5) Quel est le rôle de l’éducation ? Faut-il aider les gens à digérer cette abondance d’informations ?
Je pense que le risque serait de voir apparaitre des générations savantes ET incultes. Des jeunes sauront beaucoup de choses mais seront analphabètes parce qu’ils n’auront rien assimilés. Certain professeurs sont capables de contre balancer cette pensée sauvage grâce à la confiance qu’ils inspirent aux élèves. Il y aura une vraie fracture entre les enfants qui échapperont à cette catastrophe grâce à la famille ou à leurs professeurs et les autres. Il y a pour l’avenir un mécanisme d’injustice sociale, notamment culturelle. Le risque est aussi de voir apparaitre des hommes politiques incultes, « des enfants de la culture télévisée ». Sarkozy est lui même un enfant de la télévision et non du livre. On voit apparaître un nouveau type anthropologique d’hommes politiques incultes qui sont des hommes de l’image. Ils réagissent politiquement dans l’impulsivité. Ce phénomène touche la classe politique comme la classe économique. e.
6) Beaucoup de nouveaux médias sont en anglais, cela pose t-il un problème pour un pays comme la France ?
D’une certaine façon, oui. Si l’on parle des médias mondiaux, il faudrait parler chinois aussi. La Chine s’engage dans le soft power c'est-à-dire le pouvoir culturel. Les chinois sont en train d’installer des centres culturels partout sur le modèle de l’institut Goethe des allemands. C’est vrai que c’est mieux de parler anglais mais ça ne suffira plus. Les logiciels de traduction font de plus en plus de progrès.
7) La modernité liée à l’émergence de ces nouveaux médias apporte-elle une forme de réconfort ?
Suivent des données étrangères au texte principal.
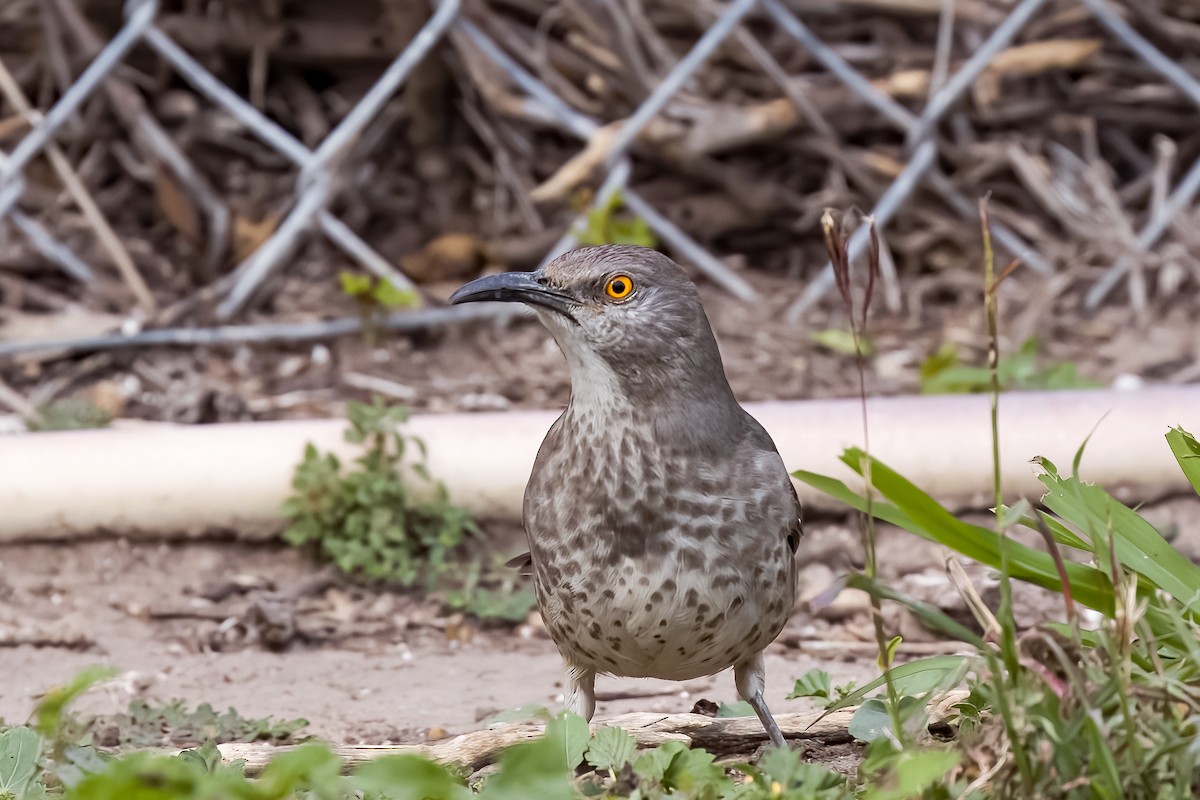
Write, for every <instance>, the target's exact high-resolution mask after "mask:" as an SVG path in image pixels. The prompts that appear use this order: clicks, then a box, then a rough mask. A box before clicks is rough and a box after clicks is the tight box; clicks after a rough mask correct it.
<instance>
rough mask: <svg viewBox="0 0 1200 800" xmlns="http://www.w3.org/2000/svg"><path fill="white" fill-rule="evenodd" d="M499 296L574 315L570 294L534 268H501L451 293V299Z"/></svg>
mask: <svg viewBox="0 0 1200 800" xmlns="http://www.w3.org/2000/svg"><path fill="white" fill-rule="evenodd" d="M481 300H496V301H499V302H523V303H528V305H530V306H541V307H542V308H550V309H551V311H557V312H558V313H560V314H563V315H565V317H571V307H572V306H574V305H575V303H574V301H572V300H571V297H570V296H569V295H565V294H563V293H560V291H557V290H554V289H552V288H550V287H547V285H544V284H541V283H539V282H538V279H536V278H535V277H534V273H533V272H500V273H499V275H485V276H484V277H481V278H476V279H474V281H472V282H470V283H468V284H467V285H464V287H461V288H460V289H458V290H457V291H455V293H454V294H452V295H450V302H451V303H455V305H457V303H460V302H479V301H481Z"/></svg>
Internet permet une deuxième jeunesse. On est libéré de la pesanteur de la maladie, du corps, de l’immobilité. Edgar Pisani, ancien Ministre du Général De Gaulle, est un champion d’internet à 93 ans. Il circule aussi bien que les jeunes sur Internet. Il a une sorte de seconde vie. Je pense aussi aux gens isolés à la campagne. Ca leur donne accès au tintamarre de la vie. Je pense qu’aujourd’hui les gens ne sont pas heureux. Les gens ont le sentiment d’être paumés, que le monde n’est plus habitable. Il y a cette espèce de barbarie nouvelle. Depuis que la crise a commencé en 2008, les gens sentent que le système est en train de devenir fou. Ils ne savent plus à qui s’adresser pour échapper à cela. L’heure n’est plus tellement au bonheur. L’heure est à l’inquiétude, à l’indignation. On se demande si le système sera capable de se réformer assez vite. Il faudra apprendre à apprivoiser ce nouveau continent.